NCAC Women's Triple Jump Champion: Malaika Djungu-Sungu

February 26, 2022

Tim Martin ’22

On day two of championship weekend, senior triple jumper Malaika Djungu-Sungu put the nation on notice with a school-record triple jump of 11.70 meters. I had the chance to sit down with Djungu-Sungu after this incredible performance and talk about the emotions she was feeling, as well as the affirmations that led her to this success. I hope you enjoy!

TM: What emotions are you feeling after breaking the school record?

Malaika Djungu-Sungu
Malaika Djungu-Sungu '22

MDS: Firstly, I feel proud of myself for being able to compete and succeed in such a high-stress kind of setting and happy to be a part of NCAC history.

TM: Can you tell us about the work that went into this meet that allowed you to have such success?

MDS: A lot of work, both physical and mental work. I know we like to think that every competitor is good at being a good sport, but sometimes you have to handle situations and the environment you’re working in is not that positive, so as we train to create our best bodies we have to prepare to succeed in the face of negativity.

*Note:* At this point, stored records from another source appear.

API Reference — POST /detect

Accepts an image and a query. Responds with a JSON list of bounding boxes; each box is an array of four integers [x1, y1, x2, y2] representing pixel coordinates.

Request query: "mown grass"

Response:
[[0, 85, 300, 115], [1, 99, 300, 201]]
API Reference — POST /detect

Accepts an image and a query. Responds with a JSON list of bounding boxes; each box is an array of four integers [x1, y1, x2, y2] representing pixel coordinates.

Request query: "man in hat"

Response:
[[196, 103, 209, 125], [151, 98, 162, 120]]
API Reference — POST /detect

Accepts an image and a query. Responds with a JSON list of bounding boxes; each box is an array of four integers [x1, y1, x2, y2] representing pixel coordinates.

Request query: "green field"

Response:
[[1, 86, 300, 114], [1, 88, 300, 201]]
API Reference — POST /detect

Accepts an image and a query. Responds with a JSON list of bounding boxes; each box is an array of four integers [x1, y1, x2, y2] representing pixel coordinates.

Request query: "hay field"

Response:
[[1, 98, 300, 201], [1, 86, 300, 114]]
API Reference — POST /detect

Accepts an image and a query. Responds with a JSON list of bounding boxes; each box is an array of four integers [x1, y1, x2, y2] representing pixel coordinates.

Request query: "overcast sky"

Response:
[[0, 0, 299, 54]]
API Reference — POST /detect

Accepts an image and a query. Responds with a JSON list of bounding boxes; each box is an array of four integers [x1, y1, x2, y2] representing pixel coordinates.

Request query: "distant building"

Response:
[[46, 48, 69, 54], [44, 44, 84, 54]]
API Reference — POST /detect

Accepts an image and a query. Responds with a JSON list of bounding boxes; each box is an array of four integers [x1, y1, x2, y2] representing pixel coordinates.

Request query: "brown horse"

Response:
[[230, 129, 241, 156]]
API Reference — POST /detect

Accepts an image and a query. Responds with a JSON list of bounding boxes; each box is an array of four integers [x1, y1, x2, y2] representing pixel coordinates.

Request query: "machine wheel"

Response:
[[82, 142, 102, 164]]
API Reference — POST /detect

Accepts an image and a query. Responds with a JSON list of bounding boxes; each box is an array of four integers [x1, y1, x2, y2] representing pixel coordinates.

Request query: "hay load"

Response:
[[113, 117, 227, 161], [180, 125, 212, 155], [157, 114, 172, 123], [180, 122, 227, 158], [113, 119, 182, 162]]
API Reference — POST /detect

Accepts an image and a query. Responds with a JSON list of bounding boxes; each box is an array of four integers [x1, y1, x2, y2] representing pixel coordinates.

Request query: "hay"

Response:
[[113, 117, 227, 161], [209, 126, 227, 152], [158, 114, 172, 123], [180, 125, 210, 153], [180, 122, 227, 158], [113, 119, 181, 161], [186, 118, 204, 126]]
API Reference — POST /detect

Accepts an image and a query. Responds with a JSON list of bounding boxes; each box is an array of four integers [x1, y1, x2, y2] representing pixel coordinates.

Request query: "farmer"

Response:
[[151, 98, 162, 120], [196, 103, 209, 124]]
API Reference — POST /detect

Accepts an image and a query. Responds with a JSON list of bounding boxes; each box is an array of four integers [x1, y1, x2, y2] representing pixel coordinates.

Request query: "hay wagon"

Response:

TM: How do you prepare to succeed in the face of negativity?

MDS: I give myself affirmations every day and surround myself with people who only want the best for me so that I can maintain and stay in a good mental headspace.

TM: Can you speak on what affirmations you give yourself and when you began to develop this practice?

MDS: Oh yeah, one of my favorites is, “I am that woman, I look good” because for me if I think I look good I can also feel good.

TM: Given that you just broke the school and meet record, what would you say to the athletes who hope to reach your level of success in the future?

MDS: It’s good to have role models, but don’t spend too much time comparing yourself to someone else. As long as you see your success and as long as you see yourself as second to someone else, you’ll never appreciate yourself. When you reach the best, you will block yourself from being the best you can be, because you don’t appreciate the accomplishments you make along the way if it’s always in comparison to someone else’s.